Voilà un bien drôle de jeu qu’ils entretenaient ensemble et il était impossible de dire qui des deux contrôlait l’autre. Cela restait au demeurant un sujet hasardeux, politiquement incorrect, mais Suranis ne pouvait s’empêcher de remarquer que les patrouilles de police s’étaient faites plus nombreuses ces dernières années – et le budget alloué ne cessant d’être augmenté. Car Gern Fulcräne, le politicien reconverti en magnat et garant de la paix, se formait une armée personnelle à laquelle Suranis aurait pu faire partie si elle avait fait d’autres choix de vie. Après tout, n’avait-elle pas été inspectrice – talentueuse de surcroît – dans un passé si lointain ? Si elle n’avait jamais accusé ce pauvre promoteur d’assassinat, elle ne serait pas là. Lui qui était dans son bon droit et n’avait jamais, ô grand jamais, cramé la moitié d’un secteur pour s’en emparer. Quelle tragédie que celle-ci qui ruina sa vie et aiguilla Suranis sur les voies d’une misérable agence de détective qui coula bien vite pour la mener finalement ici… Dans ces bureaux, sauvée par la miséricordieuse Cité qui avait accepté ses erreurs et accepté le fait qu’elle puisse se repentir.

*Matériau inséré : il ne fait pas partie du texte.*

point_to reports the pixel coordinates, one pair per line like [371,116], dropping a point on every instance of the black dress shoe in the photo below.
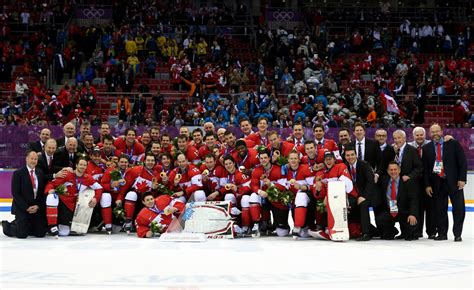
[364,238]
[6,229]
[441,238]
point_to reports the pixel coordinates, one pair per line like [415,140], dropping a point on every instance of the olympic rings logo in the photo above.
[283,15]
[93,13]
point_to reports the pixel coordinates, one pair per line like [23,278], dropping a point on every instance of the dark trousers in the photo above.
[440,197]
[426,213]
[360,213]
[386,224]
[26,225]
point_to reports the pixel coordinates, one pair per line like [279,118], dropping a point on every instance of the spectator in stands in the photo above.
[124,108]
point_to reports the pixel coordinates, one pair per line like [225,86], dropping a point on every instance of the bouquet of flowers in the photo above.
[281,160]
[119,213]
[115,175]
[261,148]
[156,228]
[320,207]
[277,195]
[163,189]
[60,190]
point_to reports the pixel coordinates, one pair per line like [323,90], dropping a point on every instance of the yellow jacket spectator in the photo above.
[161,40]
[140,42]
[133,62]
[202,47]
[130,47]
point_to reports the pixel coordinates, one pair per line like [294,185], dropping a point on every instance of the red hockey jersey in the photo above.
[138,179]
[191,180]
[134,152]
[157,213]
[94,170]
[338,172]
[74,185]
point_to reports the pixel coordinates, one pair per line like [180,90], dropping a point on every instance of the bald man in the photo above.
[38,146]
[29,201]
[68,154]
[68,130]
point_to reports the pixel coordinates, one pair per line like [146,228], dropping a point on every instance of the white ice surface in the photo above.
[101,261]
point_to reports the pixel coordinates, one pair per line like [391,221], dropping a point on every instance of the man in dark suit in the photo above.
[28,201]
[363,179]
[367,150]
[48,161]
[67,155]
[388,153]
[399,204]
[445,173]
[426,201]
[38,146]
[69,130]
[344,137]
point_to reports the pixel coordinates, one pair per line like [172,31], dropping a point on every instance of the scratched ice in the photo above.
[99,260]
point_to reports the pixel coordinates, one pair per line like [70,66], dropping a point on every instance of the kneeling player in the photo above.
[60,207]
[264,176]
[160,210]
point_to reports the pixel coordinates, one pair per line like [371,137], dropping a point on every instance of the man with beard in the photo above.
[139,180]
[186,180]
[264,176]
[211,176]
[129,146]
[111,189]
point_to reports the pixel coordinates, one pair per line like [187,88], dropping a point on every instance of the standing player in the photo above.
[60,208]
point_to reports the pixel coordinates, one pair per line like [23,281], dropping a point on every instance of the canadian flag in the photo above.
[389,103]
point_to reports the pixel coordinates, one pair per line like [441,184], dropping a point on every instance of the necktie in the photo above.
[33,184]
[393,196]
[359,149]
[438,158]
[397,157]
[353,173]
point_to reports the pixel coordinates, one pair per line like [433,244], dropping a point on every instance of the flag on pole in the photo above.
[389,103]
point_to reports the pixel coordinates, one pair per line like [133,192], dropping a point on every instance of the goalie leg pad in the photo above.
[230,197]
[300,216]
[52,202]
[64,230]
[199,195]
[301,199]
[130,200]
[106,200]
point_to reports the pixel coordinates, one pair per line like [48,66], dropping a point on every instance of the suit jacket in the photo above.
[22,191]
[411,164]
[388,154]
[47,170]
[407,198]
[61,142]
[35,146]
[364,182]
[372,154]
[63,156]
[454,162]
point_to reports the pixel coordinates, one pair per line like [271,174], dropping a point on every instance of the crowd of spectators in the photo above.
[298,75]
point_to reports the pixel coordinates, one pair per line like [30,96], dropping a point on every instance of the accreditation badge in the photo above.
[438,167]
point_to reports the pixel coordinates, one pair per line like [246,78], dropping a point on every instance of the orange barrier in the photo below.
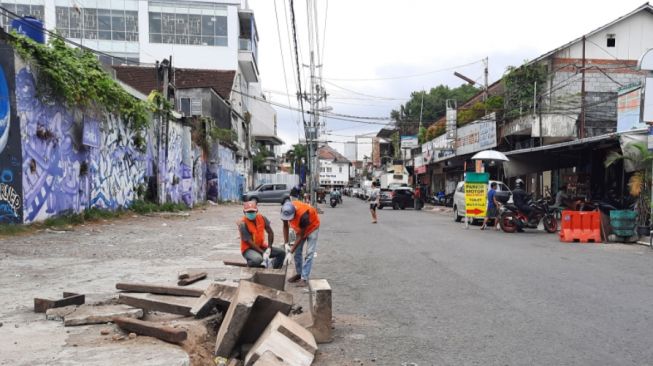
[582,226]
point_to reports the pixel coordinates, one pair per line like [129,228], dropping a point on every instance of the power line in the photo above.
[406,76]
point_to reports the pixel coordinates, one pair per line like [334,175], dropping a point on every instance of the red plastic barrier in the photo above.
[582,226]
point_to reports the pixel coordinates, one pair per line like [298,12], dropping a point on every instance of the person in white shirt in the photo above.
[375,199]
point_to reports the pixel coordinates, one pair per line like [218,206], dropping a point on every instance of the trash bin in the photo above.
[623,222]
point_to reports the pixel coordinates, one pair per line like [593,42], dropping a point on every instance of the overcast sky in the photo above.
[377,39]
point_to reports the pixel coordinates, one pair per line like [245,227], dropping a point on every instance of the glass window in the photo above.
[204,24]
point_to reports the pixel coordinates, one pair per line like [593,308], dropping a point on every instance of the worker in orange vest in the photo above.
[253,246]
[304,220]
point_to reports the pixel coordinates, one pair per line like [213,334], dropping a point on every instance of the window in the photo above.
[32,8]
[197,24]
[103,24]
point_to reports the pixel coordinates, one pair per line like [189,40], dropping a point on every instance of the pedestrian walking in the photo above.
[253,247]
[492,207]
[375,200]
[304,220]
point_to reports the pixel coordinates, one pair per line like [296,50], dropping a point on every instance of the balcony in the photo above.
[247,47]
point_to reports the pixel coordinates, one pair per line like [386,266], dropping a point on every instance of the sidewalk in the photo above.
[91,259]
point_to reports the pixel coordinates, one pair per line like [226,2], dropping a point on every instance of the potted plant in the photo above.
[638,160]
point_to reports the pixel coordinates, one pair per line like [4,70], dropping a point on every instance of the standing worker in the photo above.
[253,247]
[304,220]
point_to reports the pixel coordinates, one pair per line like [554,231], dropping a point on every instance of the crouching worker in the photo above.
[304,220]
[253,246]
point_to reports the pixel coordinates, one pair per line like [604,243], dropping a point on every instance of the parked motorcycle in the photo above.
[511,219]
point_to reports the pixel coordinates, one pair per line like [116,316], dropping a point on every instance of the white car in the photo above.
[459,198]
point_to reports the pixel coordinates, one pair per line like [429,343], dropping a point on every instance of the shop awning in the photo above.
[554,156]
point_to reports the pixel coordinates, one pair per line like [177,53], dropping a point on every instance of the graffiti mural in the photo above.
[62,169]
[11,186]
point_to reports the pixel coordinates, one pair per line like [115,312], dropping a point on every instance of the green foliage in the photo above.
[434,105]
[479,109]
[145,207]
[639,183]
[75,76]
[519,85]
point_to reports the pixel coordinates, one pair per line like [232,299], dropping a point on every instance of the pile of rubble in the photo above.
[251,322]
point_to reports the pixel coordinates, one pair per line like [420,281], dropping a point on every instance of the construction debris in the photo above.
[252,309]
[215,296]
[192,279]
[150,302]
[151,329]
[289,341]
[159,289]
[275,278]
[89,314]
[69,298]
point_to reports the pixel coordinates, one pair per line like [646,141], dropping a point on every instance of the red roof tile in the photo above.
[143,79]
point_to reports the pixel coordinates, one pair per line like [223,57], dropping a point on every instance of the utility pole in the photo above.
[581,132]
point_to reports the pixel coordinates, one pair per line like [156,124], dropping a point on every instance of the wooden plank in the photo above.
[166,304]
[150,329]
[192,279]
[235,263]
[41,305]
[215,296]
[159,289]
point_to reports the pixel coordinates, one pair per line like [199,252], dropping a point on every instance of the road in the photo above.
[419,289]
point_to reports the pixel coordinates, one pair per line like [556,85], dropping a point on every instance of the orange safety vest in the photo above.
[256,228]
[300,210]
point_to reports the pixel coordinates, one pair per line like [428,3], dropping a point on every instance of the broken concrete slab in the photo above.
[269,359]
[275,278]
[215,296]
[191,279]
[168,304]
[252,309]
[42,305]
[321,310]
[87,314]
[151,329]
[284,337]
[159,289]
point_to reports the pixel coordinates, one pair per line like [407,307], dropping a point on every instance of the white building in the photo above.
[334,168]
[201,34]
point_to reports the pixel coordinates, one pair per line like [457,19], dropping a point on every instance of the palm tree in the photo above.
[641,160]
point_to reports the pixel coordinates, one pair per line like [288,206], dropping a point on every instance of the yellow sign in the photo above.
[475,199]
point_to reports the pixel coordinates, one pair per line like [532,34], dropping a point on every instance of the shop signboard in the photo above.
[476,194]
[477,136]
[409,142]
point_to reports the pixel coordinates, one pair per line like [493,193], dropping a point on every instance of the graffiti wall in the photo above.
[11,191]
[72,161]
[223,180]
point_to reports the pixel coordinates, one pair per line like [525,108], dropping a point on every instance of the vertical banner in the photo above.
[476,194]
[11,177]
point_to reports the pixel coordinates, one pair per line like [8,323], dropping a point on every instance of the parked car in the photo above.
[459,198]
[398,198]
[269,193]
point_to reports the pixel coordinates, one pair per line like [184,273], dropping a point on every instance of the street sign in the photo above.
[476,194]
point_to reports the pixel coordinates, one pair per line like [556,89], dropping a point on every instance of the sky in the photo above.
[374,53]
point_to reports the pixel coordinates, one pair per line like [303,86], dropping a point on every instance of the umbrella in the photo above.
[491,155]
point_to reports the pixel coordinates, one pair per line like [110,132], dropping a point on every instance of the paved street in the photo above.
[415,289]
[418,288]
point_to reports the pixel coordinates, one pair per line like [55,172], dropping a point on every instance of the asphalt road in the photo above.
[419,289]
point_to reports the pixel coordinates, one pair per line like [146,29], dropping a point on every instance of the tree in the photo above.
[434,108]
[639,184]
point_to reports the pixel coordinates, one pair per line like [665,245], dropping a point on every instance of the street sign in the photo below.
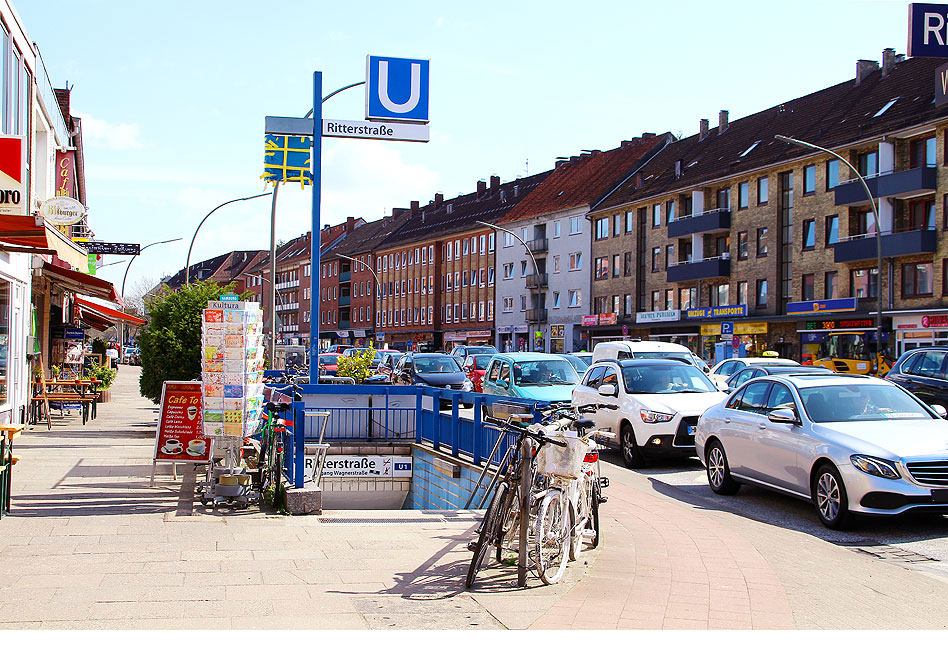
[103,248]
[396,89]
[928,30]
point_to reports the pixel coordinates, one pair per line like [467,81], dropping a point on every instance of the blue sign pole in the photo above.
[316,228]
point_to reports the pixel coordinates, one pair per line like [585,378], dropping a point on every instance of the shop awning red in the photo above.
[81,282]
[104,313]
[20,233]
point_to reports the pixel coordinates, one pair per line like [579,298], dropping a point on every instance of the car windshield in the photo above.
[665,379]
[853,402]
[545,372]
[435,365]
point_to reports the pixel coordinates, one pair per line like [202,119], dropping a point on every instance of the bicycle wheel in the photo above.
[488,533]
[552,539]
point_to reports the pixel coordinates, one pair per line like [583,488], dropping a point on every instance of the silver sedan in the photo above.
[850,444]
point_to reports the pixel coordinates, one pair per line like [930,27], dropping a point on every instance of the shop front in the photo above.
[919,329]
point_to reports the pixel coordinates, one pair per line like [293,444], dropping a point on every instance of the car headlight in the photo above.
[876,466]
[655,417]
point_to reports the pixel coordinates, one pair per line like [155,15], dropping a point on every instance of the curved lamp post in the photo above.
[187,263]
[875,216]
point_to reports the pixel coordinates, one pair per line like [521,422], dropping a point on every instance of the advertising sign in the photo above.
[396,89]
[363,466]
[180,436]
[928,30]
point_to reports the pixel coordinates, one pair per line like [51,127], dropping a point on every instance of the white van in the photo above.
[623,349]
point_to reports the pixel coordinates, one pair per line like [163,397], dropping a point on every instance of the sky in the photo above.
[173,95]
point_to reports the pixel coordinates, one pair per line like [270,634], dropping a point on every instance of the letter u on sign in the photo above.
[396,89]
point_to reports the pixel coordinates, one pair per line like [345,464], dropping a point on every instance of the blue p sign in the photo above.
[396,89]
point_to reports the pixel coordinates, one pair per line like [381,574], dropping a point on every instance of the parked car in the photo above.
[722,371]
[475,366]
[542,377]
[434,370]
[849,444]
[466,350]
[766,369]
[924,373]
[659,403]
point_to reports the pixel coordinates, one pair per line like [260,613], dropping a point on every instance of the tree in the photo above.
[170,344]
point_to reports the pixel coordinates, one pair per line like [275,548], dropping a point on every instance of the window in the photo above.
[809,234]
[762,190]
[832,174]
[917,279]
[743,190]
[761,293]
[863,282]
[831,285]
[602,228]
[809,180]
[808,292]
[742,245]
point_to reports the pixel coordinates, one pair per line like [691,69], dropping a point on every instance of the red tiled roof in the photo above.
[583,180]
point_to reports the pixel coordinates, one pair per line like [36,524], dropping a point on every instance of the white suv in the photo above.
[659,403]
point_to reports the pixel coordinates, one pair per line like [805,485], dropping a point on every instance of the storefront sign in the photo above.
[717,311]
[363,466]
[180,436]
[62,210]
[822,306]
[657,316]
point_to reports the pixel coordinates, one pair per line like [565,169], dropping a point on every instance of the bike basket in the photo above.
[562,461]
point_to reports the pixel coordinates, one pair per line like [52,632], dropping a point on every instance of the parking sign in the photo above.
[396,89]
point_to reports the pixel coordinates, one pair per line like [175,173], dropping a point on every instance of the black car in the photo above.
[924,373]
[740,378]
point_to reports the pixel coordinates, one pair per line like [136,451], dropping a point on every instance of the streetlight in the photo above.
[378,283]
[875,216]
[536,268]
[140,251]
[187,264]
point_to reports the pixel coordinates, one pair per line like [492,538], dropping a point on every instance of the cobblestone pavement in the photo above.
[91,545]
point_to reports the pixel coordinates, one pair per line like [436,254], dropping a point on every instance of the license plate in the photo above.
[940,495]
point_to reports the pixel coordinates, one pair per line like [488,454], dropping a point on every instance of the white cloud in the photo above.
[117,137]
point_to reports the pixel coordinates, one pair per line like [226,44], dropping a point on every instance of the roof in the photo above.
[833,117]
[584,179]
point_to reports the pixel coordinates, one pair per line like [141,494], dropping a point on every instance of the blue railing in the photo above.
[452,421]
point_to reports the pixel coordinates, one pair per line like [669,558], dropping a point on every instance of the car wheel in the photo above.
[631,455]
[829,498]
[719,473]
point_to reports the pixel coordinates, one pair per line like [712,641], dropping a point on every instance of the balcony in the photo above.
[705,269]
[894,244]
[538,281]
[539,246]
[536,315]
[717,220]
[891,184]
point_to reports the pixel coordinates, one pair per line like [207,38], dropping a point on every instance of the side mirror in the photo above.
[783,416]
[607,390]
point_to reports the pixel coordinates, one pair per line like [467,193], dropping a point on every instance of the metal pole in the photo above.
[187,263]
[272,305]
[875,216]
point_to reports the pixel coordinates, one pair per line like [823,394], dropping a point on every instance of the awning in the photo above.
[95,311]
[81,282]
[23,234]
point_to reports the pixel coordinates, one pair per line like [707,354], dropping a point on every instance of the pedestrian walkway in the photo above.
[90,545]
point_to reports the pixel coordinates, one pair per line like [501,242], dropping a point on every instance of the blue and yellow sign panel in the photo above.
[287,159]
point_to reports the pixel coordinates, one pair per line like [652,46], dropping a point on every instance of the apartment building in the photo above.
[778,241]
[543,264]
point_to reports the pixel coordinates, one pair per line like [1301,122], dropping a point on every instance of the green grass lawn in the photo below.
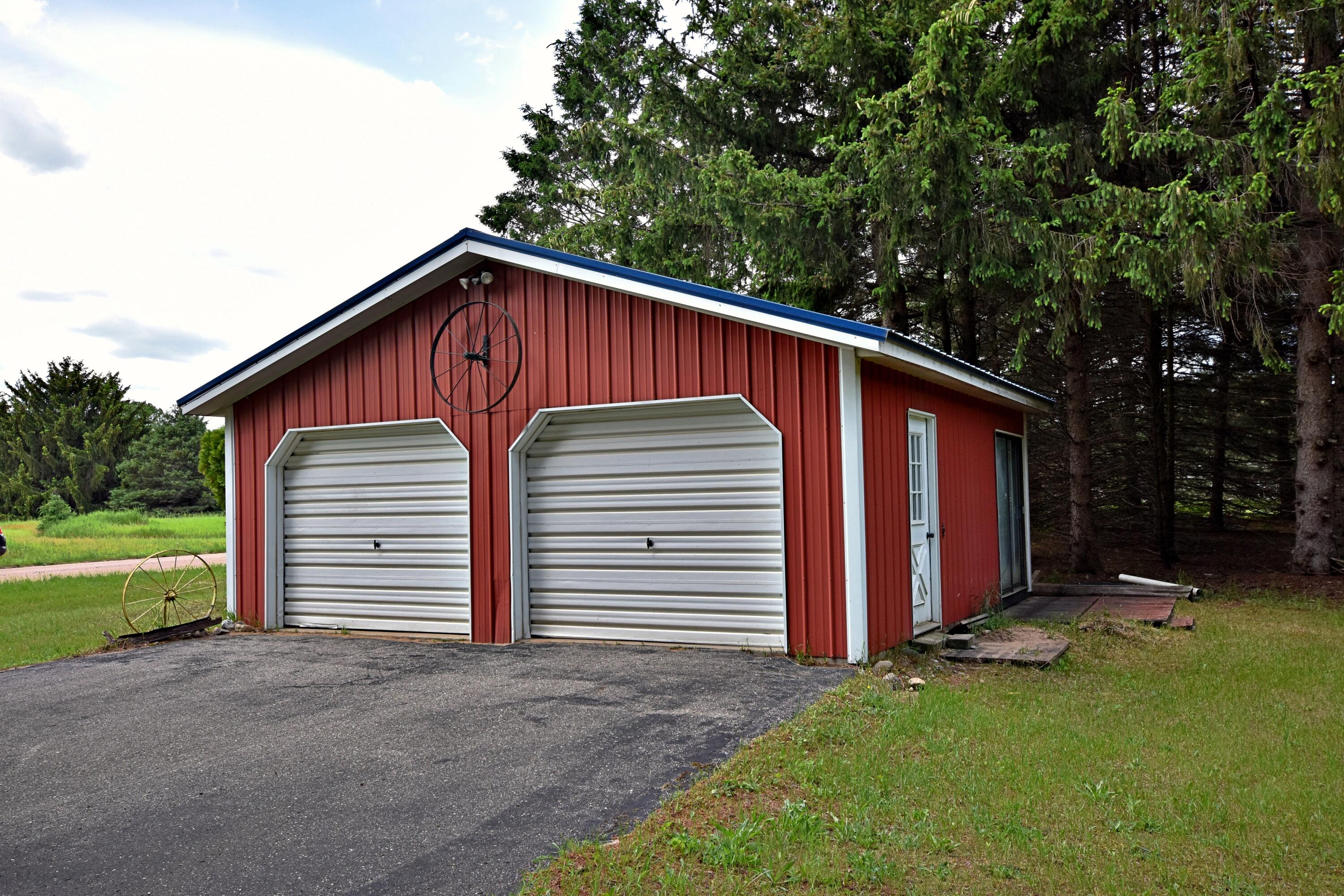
[1150,761]
[49,618]
[111,535]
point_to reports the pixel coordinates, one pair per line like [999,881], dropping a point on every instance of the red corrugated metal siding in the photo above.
[967,499]
[582,346]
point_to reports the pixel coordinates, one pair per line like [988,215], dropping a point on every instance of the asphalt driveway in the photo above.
[322,765]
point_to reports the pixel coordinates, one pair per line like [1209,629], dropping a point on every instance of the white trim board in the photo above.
[273,515]
[518,497]
[853,497]
[230,515]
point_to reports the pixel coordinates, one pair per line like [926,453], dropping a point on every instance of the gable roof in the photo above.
[468,248]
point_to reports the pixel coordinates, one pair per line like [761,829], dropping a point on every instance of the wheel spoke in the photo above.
[445,373]
[495,378]
[151,609]
[203,571]
[150,575]
[492,330]
[471,335]
[451,392]
[486,390]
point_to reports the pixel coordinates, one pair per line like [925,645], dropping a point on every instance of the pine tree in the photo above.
[65,435]
[162,468]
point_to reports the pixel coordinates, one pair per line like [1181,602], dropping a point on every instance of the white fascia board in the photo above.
[468,253]
[672,297]
[381,304]
[853,499]
[955,378]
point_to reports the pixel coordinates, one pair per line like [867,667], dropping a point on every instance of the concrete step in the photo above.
[963,641]
[930,641]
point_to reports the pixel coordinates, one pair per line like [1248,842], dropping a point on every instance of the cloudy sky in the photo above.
[185,182]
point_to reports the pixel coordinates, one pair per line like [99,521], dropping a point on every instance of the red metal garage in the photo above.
[660,461]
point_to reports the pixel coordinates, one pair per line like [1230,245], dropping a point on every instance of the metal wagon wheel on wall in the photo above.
[168,587]
[476,357]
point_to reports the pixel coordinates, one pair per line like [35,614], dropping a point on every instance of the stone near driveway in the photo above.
[93,567]
[315,763]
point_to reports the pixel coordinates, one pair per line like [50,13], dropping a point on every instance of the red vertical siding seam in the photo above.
[967,499]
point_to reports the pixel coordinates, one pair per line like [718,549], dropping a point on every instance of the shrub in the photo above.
[53,511]
[213,462]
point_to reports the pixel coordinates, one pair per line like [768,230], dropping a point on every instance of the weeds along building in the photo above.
[500,441]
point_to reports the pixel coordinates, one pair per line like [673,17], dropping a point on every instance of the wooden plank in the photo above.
[1151,610]
[1050,609]
[168,632]
[1022,648]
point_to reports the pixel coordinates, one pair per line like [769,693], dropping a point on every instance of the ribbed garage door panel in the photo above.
[404,487]
[702,480]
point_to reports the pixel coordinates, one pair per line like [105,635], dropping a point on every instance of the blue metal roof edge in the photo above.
[777,310]
[929,351]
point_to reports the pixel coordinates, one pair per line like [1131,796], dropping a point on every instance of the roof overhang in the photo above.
[470,248]
[917,359]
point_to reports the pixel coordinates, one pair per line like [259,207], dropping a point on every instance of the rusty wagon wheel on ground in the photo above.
[167,589]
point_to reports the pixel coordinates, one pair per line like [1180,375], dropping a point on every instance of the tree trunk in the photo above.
[1158,435]
[1222,412]
[893,303]
[968,347]
[1338,428]
[1084,551]
[1315,469]
[1284,466]
[1170,508]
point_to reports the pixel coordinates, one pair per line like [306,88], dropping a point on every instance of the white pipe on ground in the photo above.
[1135,579]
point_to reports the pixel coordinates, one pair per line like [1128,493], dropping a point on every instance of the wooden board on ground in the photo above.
[1050,609]
[1098,589]
[1022,646]
[1151,610]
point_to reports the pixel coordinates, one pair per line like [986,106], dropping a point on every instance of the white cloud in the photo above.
[21,15]
[53,296]
[29,136]
[234,189]
[132,339]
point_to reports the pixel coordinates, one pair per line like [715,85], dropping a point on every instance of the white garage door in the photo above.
[375,530]
[656,523]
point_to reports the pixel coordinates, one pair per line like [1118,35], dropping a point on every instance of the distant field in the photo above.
[49,618]
[111,535]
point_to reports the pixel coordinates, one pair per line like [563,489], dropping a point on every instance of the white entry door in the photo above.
[375,530]
[924,511]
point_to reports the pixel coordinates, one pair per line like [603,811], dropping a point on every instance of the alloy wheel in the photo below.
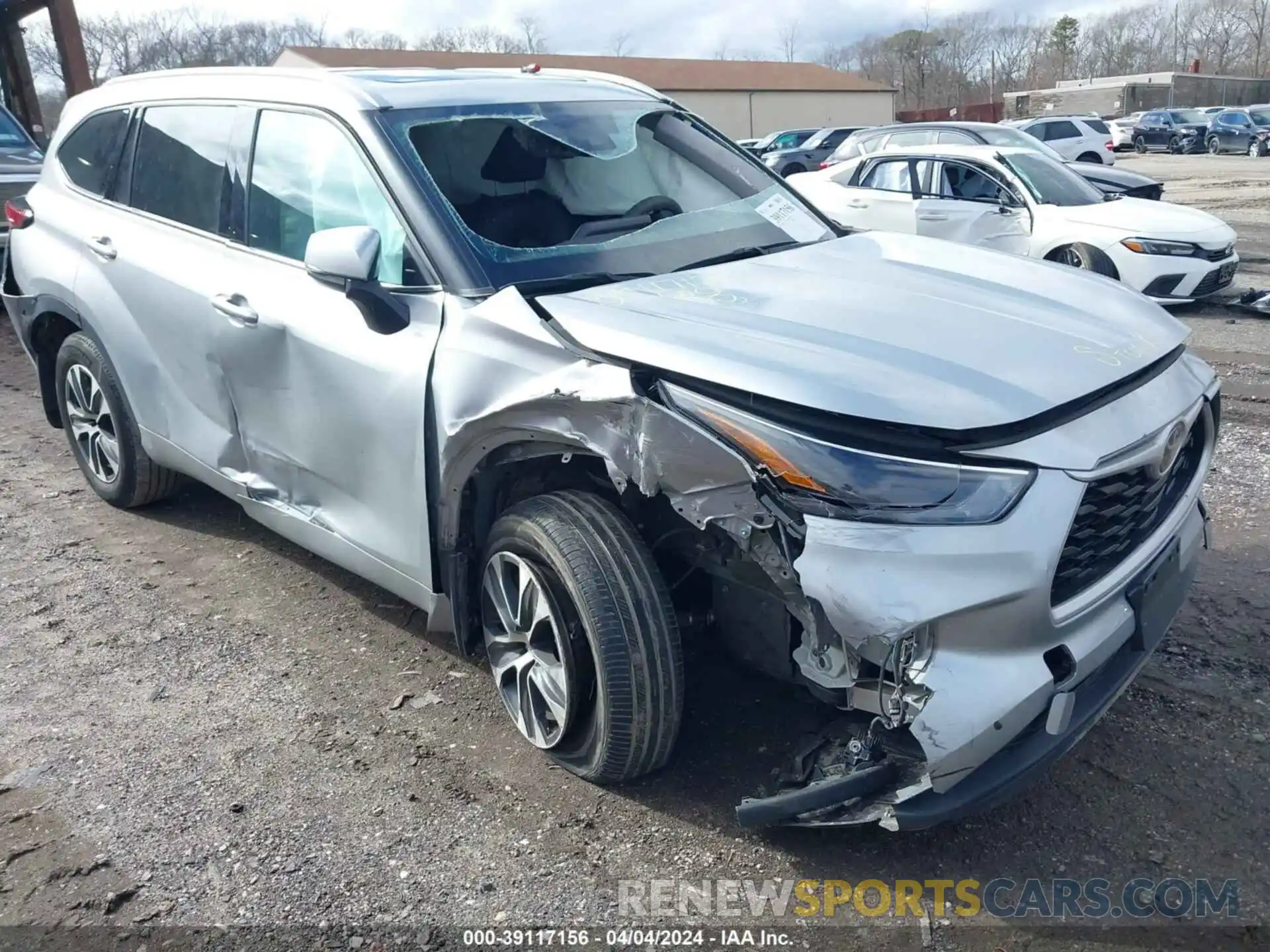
[527,649]
[92,422]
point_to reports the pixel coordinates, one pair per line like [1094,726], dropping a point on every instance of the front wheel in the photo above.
[1086,258]
[102,433]
[582,637]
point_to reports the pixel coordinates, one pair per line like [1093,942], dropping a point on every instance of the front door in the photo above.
[331,413]
[150,267]
[966,204]
[875,196]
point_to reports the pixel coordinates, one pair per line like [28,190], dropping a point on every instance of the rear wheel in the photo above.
[102,433]
[582,637]
[1086,258]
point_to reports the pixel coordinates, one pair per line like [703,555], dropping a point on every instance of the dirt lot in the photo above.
[196,727]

Elle pourrait crier et pleurer sur sa déchéance, mais pourtant elle acceptait cette existence nouvelle et paisible, sans pour autant être épanouissante. Même si cela se limitait à contenter de gras et fourbus fonctionnaires qui se curent le nez avant de projeter la crotte jusqu’au tableau de liège en attendant leur rasade de thé… Et bien, Suranis était redevable à la Cité et cela ne faisait qu’accentuer son malaise.

Elle se savait malade. Très malade. Démente. Elle ne connaissait que trop bien la destinée des personnes affaiblies depuis le vote – à la quasi-unanimité - des derniers projets de lois. Elle serait remisée dans un hospice à défaut d’être assassinée (mais n’était-ce pas la manœuvre suivante ? Une Cité pure qui combattrait les retombées néfastes de la consanguinité et des radiations spatiales par la « mort miséricordieuse »). Elle s’imaginait déjà marchant entre les barbelés, montrée du doigt alors qu’elle se présentait devant le gentil médecin à l’aiguille remplie à ras-bord de tranquillisant – ou pire. Cela finirait par arriver si on découvrait que depuis exactement six ans, elle dormait bien mal et que son état empirait d’année en année.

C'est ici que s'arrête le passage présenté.